Cette question a été longuement et doctement traitée, en France, en Italie, en Allemagne et en Angleterre. Les discussions, auxquelles elle a donné lieu, portent surtout sur la langue dans laquelle elle a été écrite et sur l'âge des manuscrits qu'on en conserve actuellement. Il nous semble que les résultats acquis peuvent se résumer comme suit

Etienne d'Anse, que Valdo chargea de traduire la Bible, était sans doute un homme très instruit pour l'époque. Les versions vaudoises, aujourd'hui connues, ont été traduites du latin de la Vulgate. Cependant le traducteur a recouru, à plus d'une reprise, à la Vetus Itala et parfois aussi à d'autres textes latins, ce qui indique un travail très soigné. Son exactitude littérale est, d'autre part, généralement reconnue.

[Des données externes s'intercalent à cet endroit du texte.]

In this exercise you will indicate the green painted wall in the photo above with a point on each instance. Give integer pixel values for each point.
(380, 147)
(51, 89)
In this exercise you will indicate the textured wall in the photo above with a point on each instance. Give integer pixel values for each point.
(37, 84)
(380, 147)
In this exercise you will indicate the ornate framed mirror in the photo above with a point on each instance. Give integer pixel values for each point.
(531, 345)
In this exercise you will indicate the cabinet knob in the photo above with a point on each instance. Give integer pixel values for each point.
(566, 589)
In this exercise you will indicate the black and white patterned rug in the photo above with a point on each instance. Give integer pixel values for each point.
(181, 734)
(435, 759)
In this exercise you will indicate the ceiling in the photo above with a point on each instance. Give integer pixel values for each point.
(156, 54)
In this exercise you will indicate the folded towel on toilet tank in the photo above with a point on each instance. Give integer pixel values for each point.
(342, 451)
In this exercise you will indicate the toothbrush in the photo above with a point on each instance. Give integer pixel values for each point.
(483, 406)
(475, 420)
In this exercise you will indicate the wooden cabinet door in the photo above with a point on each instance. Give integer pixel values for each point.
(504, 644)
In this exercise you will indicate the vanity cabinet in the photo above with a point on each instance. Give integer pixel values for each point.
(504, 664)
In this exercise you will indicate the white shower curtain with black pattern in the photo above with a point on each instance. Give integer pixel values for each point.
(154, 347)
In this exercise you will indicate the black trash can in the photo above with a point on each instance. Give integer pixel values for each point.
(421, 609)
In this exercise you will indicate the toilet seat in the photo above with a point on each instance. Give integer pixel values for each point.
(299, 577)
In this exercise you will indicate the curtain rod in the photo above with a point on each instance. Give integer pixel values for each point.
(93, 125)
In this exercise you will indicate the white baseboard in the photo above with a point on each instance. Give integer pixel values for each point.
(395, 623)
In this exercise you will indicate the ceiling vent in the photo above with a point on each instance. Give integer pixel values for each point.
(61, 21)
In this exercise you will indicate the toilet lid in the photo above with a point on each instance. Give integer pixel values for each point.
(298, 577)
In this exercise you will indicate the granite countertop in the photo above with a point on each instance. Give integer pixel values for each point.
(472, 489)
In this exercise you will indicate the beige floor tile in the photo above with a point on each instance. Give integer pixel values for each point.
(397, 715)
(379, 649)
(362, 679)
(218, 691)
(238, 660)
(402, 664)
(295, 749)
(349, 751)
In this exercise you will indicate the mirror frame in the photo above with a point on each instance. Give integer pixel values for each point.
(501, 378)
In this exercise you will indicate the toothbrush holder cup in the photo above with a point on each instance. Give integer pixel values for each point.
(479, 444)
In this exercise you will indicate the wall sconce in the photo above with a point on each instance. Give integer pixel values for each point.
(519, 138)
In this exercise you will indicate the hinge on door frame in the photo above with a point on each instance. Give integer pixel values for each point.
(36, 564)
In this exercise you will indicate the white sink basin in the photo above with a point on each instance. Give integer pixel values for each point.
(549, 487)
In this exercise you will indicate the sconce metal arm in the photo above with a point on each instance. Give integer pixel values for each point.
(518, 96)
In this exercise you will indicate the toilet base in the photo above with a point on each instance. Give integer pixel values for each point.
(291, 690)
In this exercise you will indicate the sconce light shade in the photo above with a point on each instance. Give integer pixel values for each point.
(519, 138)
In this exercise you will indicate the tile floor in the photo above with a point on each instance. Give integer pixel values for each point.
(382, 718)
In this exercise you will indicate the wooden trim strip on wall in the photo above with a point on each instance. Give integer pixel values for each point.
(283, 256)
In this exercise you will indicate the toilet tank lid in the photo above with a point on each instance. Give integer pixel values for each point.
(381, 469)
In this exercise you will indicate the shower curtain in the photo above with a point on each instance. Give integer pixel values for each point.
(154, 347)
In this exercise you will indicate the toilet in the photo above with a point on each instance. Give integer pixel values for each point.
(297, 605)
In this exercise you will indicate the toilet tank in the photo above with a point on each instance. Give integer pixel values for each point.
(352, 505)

Au temps de Valdo, les langues modernes dérivées du latin n'étaient pas encore formées, à l'exception du provençal, que les troubadours du Midi de la France avaient répandu jusqu'en Normandie et en Italie, en chantant leurs romances de ville en ville et de château en château. C'est ce langage appelé roman, compris de tous, qui fut adopté pour la Bible, que Valdo voulait faire connaître au peuple. Cependant la langue des Bibles vaudoises, qui subsistent, est assez fortement mélangée de lyonnais et de dauphinois, ou patois des Alpes Cottiennes. D'autre part de nombreux termes bibliques manquaient dans le langage populaire; il fallut y suppléer par des dérivations du latin.

Aussi peut-on dire que le langage de cette Bible, ainsi que celui des poèmes et des traités vaudois du Moyen Age, n'a jamais été parlé tel quel. Il a 'été enrichi de divers éléments pour rendre intelligibles au peuple les vérités évangéliques. Il garde néanmoins tellement le caractère des dialectes des deux versants des Alpes Occidentales, qu'il peut être, aujourd'hui encore, presque entièrement compris par les montagnards de ces régions.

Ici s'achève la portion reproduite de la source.